How to make co-parenting easier

Finding ways to make parenting with a former spouse less conflict-laden can benefit children and parents alike.

Even under the most ideal circumstances, raising a child is one of the hardest things a person can do. As any divorced parent in Indiana can attest to, the addition of having to parent with a former spouse can make parenting even more difficult. Divorced people are often divorced because they could not agree on some substantial topics and child-rearing may be among those reasons. Simply getting a divorce does not eliminate the disagreements.

However, it is better for children and parents alike when moms and dads can work together in a positive, cooperative manner for the good of their children. Following are some tips on how this may be done.

Put the kids as the first priority

When parents are able to consciously remember that the children's interests come first, it can be easier to let some of the little things go. Psychology Today explains that by doing this, parents are better positioned to avoid conflict or at least keep it to a minimum.
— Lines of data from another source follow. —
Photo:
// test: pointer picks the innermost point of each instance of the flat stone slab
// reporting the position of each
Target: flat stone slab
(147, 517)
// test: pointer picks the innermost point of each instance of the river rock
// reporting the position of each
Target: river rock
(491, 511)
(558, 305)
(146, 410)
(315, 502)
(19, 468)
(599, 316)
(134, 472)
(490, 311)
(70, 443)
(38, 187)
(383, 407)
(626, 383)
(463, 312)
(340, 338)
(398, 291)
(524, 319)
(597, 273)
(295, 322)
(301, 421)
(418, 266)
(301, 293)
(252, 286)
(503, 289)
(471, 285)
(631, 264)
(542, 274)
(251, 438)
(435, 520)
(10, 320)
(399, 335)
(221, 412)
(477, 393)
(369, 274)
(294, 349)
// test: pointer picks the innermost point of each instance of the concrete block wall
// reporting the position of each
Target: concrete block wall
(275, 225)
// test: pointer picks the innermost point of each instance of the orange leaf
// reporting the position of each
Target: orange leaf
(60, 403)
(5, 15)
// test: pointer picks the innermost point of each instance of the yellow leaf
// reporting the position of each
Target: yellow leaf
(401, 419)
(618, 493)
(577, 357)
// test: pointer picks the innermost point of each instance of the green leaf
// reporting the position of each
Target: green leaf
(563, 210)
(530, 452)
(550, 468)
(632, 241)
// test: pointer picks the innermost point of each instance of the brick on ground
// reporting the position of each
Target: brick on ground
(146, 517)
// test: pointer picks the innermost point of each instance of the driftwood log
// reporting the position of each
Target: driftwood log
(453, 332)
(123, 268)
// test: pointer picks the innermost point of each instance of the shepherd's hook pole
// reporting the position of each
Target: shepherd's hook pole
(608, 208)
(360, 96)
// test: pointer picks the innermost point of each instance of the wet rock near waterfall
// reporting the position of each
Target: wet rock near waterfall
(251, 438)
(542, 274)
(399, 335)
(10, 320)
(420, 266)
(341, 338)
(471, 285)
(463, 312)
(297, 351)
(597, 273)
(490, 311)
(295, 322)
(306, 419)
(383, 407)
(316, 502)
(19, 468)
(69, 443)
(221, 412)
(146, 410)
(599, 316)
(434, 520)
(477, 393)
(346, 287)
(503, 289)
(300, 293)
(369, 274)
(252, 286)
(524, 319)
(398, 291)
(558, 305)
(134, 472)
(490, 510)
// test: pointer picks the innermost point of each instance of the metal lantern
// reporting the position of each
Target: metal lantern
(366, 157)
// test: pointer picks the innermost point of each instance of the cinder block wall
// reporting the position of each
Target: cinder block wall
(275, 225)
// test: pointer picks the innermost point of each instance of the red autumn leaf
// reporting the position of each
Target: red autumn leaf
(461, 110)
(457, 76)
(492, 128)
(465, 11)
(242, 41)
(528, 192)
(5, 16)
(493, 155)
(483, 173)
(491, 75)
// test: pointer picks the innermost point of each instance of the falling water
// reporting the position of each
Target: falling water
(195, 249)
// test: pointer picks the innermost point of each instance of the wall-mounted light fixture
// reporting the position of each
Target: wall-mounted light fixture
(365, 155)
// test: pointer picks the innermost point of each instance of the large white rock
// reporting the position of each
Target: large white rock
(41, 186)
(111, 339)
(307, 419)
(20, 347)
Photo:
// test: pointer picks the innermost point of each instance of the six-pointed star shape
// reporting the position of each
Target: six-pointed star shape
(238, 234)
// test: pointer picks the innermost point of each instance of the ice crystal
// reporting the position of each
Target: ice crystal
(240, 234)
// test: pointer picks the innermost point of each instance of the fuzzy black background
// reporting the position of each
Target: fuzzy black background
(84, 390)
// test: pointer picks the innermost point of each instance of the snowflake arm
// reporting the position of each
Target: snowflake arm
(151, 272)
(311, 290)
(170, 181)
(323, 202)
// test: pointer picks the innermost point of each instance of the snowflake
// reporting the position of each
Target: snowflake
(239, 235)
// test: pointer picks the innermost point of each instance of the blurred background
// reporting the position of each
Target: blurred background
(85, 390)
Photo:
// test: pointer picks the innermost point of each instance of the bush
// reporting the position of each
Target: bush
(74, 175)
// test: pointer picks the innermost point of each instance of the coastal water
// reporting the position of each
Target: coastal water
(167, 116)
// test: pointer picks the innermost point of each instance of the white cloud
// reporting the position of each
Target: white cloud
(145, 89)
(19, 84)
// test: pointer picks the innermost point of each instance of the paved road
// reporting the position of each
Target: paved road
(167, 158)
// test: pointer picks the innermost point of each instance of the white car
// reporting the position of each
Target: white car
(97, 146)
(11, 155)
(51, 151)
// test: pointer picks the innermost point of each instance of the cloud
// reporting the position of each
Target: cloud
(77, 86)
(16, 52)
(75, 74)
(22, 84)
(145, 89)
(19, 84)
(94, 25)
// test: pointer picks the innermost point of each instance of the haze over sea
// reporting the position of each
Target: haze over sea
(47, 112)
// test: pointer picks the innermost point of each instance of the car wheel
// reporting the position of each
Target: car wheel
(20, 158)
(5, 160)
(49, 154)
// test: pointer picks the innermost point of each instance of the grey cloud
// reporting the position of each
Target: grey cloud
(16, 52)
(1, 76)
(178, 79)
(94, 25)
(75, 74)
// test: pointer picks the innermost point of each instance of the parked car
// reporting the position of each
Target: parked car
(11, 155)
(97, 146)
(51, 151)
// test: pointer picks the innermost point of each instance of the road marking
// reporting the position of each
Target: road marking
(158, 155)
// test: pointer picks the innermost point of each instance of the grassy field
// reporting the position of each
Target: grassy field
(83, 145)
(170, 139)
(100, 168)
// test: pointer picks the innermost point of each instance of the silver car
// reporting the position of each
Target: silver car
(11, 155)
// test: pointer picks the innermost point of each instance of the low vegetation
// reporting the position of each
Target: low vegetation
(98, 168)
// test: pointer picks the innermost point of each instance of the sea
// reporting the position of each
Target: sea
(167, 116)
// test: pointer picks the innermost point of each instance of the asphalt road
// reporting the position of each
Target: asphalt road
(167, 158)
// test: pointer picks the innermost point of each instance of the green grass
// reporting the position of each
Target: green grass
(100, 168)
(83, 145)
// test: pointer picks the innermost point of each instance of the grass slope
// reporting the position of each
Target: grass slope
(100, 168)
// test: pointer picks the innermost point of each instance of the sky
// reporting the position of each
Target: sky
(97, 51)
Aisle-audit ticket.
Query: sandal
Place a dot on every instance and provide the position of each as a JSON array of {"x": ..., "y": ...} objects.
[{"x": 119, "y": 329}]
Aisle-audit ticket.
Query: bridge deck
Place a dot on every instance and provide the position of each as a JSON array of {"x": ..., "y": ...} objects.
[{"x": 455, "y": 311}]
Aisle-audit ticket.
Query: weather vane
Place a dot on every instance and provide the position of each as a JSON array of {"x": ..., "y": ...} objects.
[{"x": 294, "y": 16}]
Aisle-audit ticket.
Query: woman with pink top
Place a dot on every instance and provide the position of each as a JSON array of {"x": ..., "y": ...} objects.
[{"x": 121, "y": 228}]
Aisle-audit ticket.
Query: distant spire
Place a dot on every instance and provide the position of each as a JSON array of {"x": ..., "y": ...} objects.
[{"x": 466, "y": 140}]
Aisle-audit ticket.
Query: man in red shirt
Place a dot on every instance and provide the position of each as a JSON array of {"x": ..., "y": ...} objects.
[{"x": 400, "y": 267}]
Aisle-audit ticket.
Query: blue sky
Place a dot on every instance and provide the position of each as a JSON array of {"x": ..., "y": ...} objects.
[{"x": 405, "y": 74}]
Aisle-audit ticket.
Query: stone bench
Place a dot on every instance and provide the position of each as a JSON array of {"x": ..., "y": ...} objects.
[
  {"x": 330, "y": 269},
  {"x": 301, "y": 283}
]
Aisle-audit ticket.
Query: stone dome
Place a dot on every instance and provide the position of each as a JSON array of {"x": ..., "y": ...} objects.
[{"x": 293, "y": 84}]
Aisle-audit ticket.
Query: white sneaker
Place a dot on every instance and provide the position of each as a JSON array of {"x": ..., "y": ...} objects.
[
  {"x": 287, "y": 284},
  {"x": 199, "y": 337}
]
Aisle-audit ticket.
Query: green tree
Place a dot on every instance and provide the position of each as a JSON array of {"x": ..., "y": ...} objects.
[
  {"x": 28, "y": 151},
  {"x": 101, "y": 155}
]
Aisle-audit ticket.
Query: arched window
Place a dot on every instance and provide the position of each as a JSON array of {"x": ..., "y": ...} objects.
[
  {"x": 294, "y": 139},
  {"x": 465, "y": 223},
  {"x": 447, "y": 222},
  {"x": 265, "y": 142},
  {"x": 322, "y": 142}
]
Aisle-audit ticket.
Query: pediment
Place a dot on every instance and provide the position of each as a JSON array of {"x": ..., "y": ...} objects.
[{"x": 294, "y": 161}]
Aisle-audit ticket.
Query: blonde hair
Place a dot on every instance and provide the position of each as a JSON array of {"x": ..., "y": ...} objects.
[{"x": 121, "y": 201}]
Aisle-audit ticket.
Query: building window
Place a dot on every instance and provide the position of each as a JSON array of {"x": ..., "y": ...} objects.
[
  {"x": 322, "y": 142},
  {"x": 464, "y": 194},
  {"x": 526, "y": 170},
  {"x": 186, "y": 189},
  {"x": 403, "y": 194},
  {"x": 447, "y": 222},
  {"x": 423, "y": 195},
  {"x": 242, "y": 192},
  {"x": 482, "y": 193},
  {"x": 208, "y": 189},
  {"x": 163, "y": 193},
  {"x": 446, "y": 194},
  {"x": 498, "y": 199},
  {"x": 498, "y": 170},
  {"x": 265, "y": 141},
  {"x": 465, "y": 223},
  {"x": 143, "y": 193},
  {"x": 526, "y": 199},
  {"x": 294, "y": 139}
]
This, in turn, creates an environment that more positively fosters strong relationships between kids and both parents.

MindBodyGreen, on online media source that promotes healthy living, reiterates this point by reminding parents that kids can tend to feel disloyal to one parent if they actively love the other when high conflict exists between the parents. A mindful approach to co-parenting is recommended to avoid this.

Be polite, especially in front of children

The old adage about not saying anything at all if you have nothing good to say could not be more appropriate here. Because kids naturally want to love both parents, they feel torn when they hear or see parents speaking poorly of each other or to each other. Kids might even feel guilty or compensate by taking sides with one parent, which then pulls them away from the other.

Focus on the Family, a ministry that provides help to people around the world, recommends that parents work to find opportunities for their children to experience them being kind to or about each other. For example, a mom might talk to the kids positively about their dad's talent in a particular area. Another example is when both parents greet each other politely when exchanging the kids.

Take breaks when needed

Knowing when not to respond can be very helpful. Instead of lashing back in the heat of the moment, parents are urged to hold back. Asking for time to think about a topic and then discuss it later on, perhaps the next day, can let emotions calm down. This may facilitate a more productive discussion and a better outcome.

Get the right help

From the outset of a divorce, getting the right professionals involved can make a difference. Working with a qualified family law attorney in Indiana can help a parent feel that important decisions are being properly addressed. This may then allow them the ability to focus on working with their kids and learning how to co-parent sooner in the process.